Negotiations with Marte, who is 28-years-old, and his agent, Hazen reported, were ongoing and several exchanges between the parties transpired prior to the lockout. Once baseball resumed operation in mid-March, talks grew in intensity and culminated with Marte signing a five-year, $78 million deal. The contract calls for the Diamondbacks to pick up options for the 2028 and 2029 seasons. In 2018, Marte signed a three-year deal worth a reported $24 million.
“We have talked about what we need to win and turn back things around,” Hazen said. “You do that with elite players and Ketel is certainly an elite player. We have a trust with Ketel, what he means for our team, and what he can do in the future.”

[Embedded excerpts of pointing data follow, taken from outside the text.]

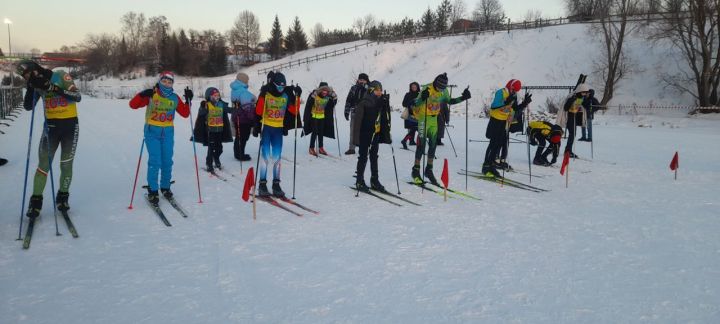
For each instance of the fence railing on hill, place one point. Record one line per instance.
(314, 58)
(10, 103)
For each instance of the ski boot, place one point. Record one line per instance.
(166, 193)
(429, 176)
(375, 184)
(361, 186)
(34, 207)
(415, 174)
(490, 172)
(61, 201)
(153, 197)
(262, 189)
(277, 191)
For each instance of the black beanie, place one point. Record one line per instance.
(440, 82)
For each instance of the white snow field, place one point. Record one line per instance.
(625, 243)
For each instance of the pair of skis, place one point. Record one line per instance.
(31, 227)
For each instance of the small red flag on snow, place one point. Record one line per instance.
(445, 177)
(566, 161)
(675, 163)
(249, 184)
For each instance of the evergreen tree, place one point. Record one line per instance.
(276, 40)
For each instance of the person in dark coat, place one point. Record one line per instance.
(318, 117)
(212, 126)
(371, 128)
(411, 121)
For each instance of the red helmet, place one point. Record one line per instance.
(514, 85)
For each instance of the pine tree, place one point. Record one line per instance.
(276, 40)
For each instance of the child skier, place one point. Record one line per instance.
(542, 132)
(162, 103)
(212, 126)
(410, 121)
(318, 116)
(243, 117)
(371, 127)
(502, 112)
(273, 121)
(427, 109)
(60, 97)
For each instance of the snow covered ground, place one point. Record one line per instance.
(623, 244)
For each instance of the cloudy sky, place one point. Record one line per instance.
(47, 25)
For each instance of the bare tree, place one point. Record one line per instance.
(614, 64)
(693, 26)
(246, 32)
(489, 13)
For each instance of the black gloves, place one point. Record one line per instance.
(466, 94)
(425, 94)
(148, 93)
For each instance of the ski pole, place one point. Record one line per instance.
(27, 167)
(192, 131)
(52, 178)
(137, 171)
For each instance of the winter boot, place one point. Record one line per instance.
(277, 191)
(262, 189)
(153, 197)
(375, 184)
(360, 185)
(166, 193)
(415, 174)
(490, 172)
(429, 175)
(61, 201)
(34, 207)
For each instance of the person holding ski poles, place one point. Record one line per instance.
(354, 95)
(277, 113)
(318, 117)
(572, 115)
(502, 112)
(212, 126)
(427, 108)
(372, 127)
(159, 132)
(411, 121)
(60, 97)
(541, 133)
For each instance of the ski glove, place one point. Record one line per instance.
(425, 94)
(466, 94)
(188, 94)
(148, 93)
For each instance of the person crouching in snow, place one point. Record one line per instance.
(542, 132)
(273, 122)
(162, 103)
(372, 127)
(318, 116)
(212, 127)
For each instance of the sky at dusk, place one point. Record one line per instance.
(47, 25)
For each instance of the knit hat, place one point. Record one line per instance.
(167, 75)
(440, 82)
(515, 85)
(243, 78)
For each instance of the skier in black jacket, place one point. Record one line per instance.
(371, 127)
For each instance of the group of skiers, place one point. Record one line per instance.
(276, 111)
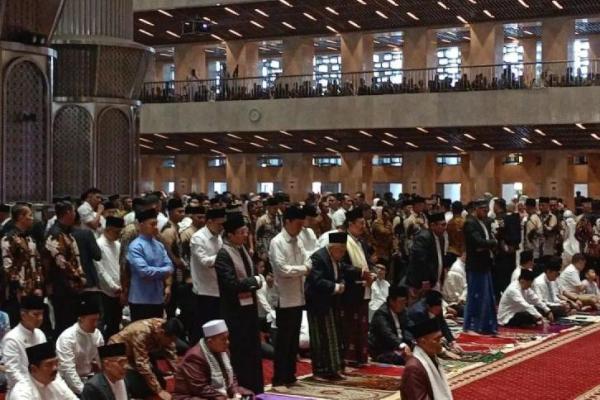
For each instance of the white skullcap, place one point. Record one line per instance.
(214, 327)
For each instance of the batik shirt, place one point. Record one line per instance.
(21, 261)
(141, 338)
(65, 271)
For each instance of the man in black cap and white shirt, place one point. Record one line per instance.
(24, 335)
(43, 381)
(76, 347)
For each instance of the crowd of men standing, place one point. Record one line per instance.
(231, 275)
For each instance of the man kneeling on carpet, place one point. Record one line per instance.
(205, 371)
(389, 339)
(520, 306)
(424, 377)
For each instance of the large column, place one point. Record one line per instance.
(243, 56)
(557, 42)
(190, 57)
(487, 41)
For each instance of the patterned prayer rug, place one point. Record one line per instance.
(331, 392)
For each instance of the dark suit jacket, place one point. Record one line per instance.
(423, 260)
(88, 253)
(320, 283)
(477, 246)
(418, 312)
(383, 337)
(97, 388)
(415, 383)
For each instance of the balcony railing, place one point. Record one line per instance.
(465, 78)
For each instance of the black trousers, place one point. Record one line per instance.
(289, 321)
(207, 309)
(146, 311)
(112, 314)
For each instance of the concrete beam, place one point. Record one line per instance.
(485, 108)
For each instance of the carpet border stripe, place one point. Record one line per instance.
(489, 369)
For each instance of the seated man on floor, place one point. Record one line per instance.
(570, 284)
(148, 341)
(389, 339)
(77, 346)
(110, 383)
(519, 304)
(424, 377)
(205, 371)
(42, 381)
(546, 288)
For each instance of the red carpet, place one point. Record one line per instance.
(561, 373)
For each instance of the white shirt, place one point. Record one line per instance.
(118, 388)
(455, 285)
(76, 350)
(379, 292)
(204, 248)
(14, 356)
(288, 260)
(309, 240)
(30, 389)
(546, 290)
(108, 269)
(515, 300)
(569, 280)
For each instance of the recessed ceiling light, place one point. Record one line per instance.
(145, 32)
(145, 21)
(382, 15)
(261, 12)
(413, 16)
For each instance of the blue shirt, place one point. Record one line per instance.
(149, 265)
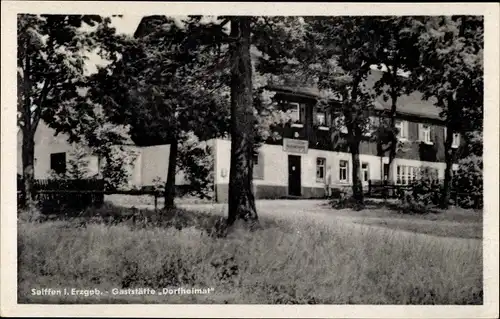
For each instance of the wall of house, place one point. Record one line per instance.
(47, 143)
(272, 180)
(154, 163)
(149, 163)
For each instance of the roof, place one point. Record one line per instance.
(413, 104)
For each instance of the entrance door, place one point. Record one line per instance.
(294, 182)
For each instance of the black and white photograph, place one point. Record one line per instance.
(231, 158)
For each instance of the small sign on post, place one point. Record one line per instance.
(295, 146)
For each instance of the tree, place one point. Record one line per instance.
(52, 50)
(159, 87)
(241, 198)
(345, 48)
(398, 54)
(451, 71)
(273, 39)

Two factors might have compromised Marte’s future with Arizona. First, he has been suspectable to injuries over the past few seasons. Marte missed the final weeks of the 2019 season with a back issue. In 2020, a left wrist injury kept him in the dugout and last season, Marte missed half the season with hamstring problems to both legs.
Numbers-wise and coming into the 2022 season, Marte has a lifetime batting average of .287 for parts of seven seasons. He was named to the NL all-star team in 2019 (hit .327, 32 home runs, 92 RBIs) and finished fourth in the league’s MVP balloting for that season.
Still, he had demonstrated his value, at least to Hazen and owner Ken Kendrick, who signs the checks.
“We wanted to continue and go forward with our best players here,” Hazen said. “We need to anchor this team and need to make commitments. That’s for the players who are here and the players will be coming into the clubhouse in the next couple of years.”
Also, there presisted a lingering question as to where Marte might play, defensively. A shortstop by trade, Marte, with the emergence of Nick Ahmed at short, moved to second. When Arizona decision-makers needed a centerfielder, Marte answered the bell and over the past few seasons, vacillated between the infield and the gardens.
Here in spring training, Hazen and Torey Lovullo, the Arizona field manager, have committed Marte to second back, and likely Daulton Varsho could start the season in center field. For now, Marte said he is ready.
“For me, nothing changes,” he said through a Spanish interpreter. “I’m playing second base right now but I’m always available in center and available wherever Torey needs me.”
The long-term deal guarantees Marte a home in the desert and, at the same time, the franchise returns the favor. In opening their checkbook, the Diamondbacks say they made the first of meaningful commitments and that’s a direction Marte acknowledged.
“I felt something like this was approaching,” he said of the long-term deal.” Just wanted to help out my teammates. This is a special moment for me. They now have something I can take with me after baseball. That’s the confidence they have in me.”
Marte arrived in sedona red and black as one of the Hazen’s first transactions. Named the club’s general manager right after the 2016 World Series, Hazen pulled the trigger with Seattle in a deal that sent pitcher Zac Curtis, outfielder Mitch Haniger and infielder Sean Segura to the M’s for pitcher Taijuan Walker and Marte
“Ketel was a critical and important piece of the trade,” Hazen said. “Then, things evolved. Everyone thought the power would come and that happened.”
So did All-Star stature and rewards to an elite, franchise player.